Ford (F) Options Surge in Popularity Ahead of GM IPO

Ford Motor option volume Ford Motor F has seen options volume and volatility ramp higher this week in anticipation of today's General Motors IPO.  According to our volatility charts, 30-day implied volatility has increased in Ford over the past week from 39% to 52%, hitting its highest point since early July. This compares to 30-day historical volatility of 33%.  The increasing trend suggests F options are in greater demand, and are therefore getting more expensive.

Roughly 810,000 Ford options traded on Monday (2.3 calls for every put) and about 730,000 traded on Tuesday (1.5 calls for each put).  This compares, for example, to October's average daily option volume of 125,000 contracts.

While there has been a wide range of activity across many strike prices in recent days, one trade we'd like to focus on is a long straddle that traded Wednesday at the March 17 strike. It appears as though blocks of 4,000 options were purchased on both the March 17 call and put for $1.61 and $1.83, respectively, or a total straddle price of $3.44 apiece.  This is the at-the-money straddle and is roughly 20% of the strike price. Total premium for the 4,000 lot was nearly $1.38 million.

At the time of the trade, the call had slightly higher delta (despite being out-of-the-money) so it appears as though the investor simultaneously shorted stock (28,000 shares or so at $16.82) to offset this imbalance on the call side.
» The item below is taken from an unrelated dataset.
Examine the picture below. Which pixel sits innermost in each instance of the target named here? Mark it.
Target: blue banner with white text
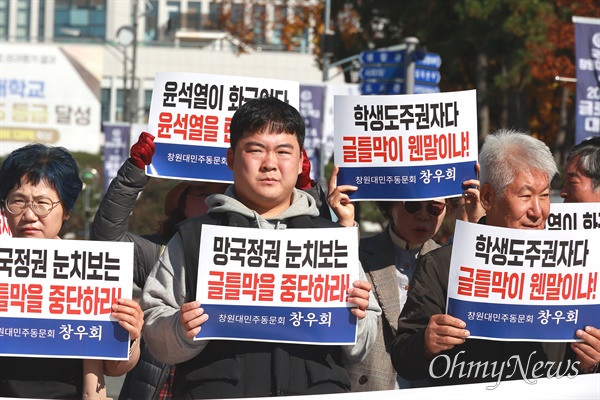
(587, 66)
The fundamental principle behind the long straddle remains; the trade will be profitable if the shares rally or decline.  Maximum loss occurs at expiration if Ford is trading right at the strike price.
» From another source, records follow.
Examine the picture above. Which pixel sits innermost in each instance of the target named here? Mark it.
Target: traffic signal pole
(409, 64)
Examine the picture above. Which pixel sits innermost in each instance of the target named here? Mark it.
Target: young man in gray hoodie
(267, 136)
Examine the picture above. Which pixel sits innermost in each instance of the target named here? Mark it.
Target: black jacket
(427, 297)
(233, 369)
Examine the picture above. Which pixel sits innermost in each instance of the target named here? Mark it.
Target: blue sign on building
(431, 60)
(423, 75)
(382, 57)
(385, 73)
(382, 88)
If the investor buys to close the shares, leaving only the long straddle open, breakeven at expiration is $13.56 to the downside and $20.44 to the upside (the straddle strike less and plus the premium paid).  Anywhere between these levels, the trade will lose money.  Either way, the investor in question is looking for a sharp move in Ford between now and mid-March but isn't sure of the direction.

Of course the long straddle owner could exit the trade anytime before expiration, if the implied volatility rises in these Ford options, increasing  the time value of the options.  The sensitivity to vol changes from this trade equals the VEGA of both the call and the put.  That is 0.074 today, or just under $30,000 of risk per vol point.

Not to be outshined on the news front this week, Ford made an announcement of its own, revealing the markets that will debut the Focus Electric. The venerable automaker's first all-electric passenger car will retail in Atlanta, Boston, Chicago, L.A., San Francisco, New York, Seattle, Washington D.C., and a number of other large metropolitan areas.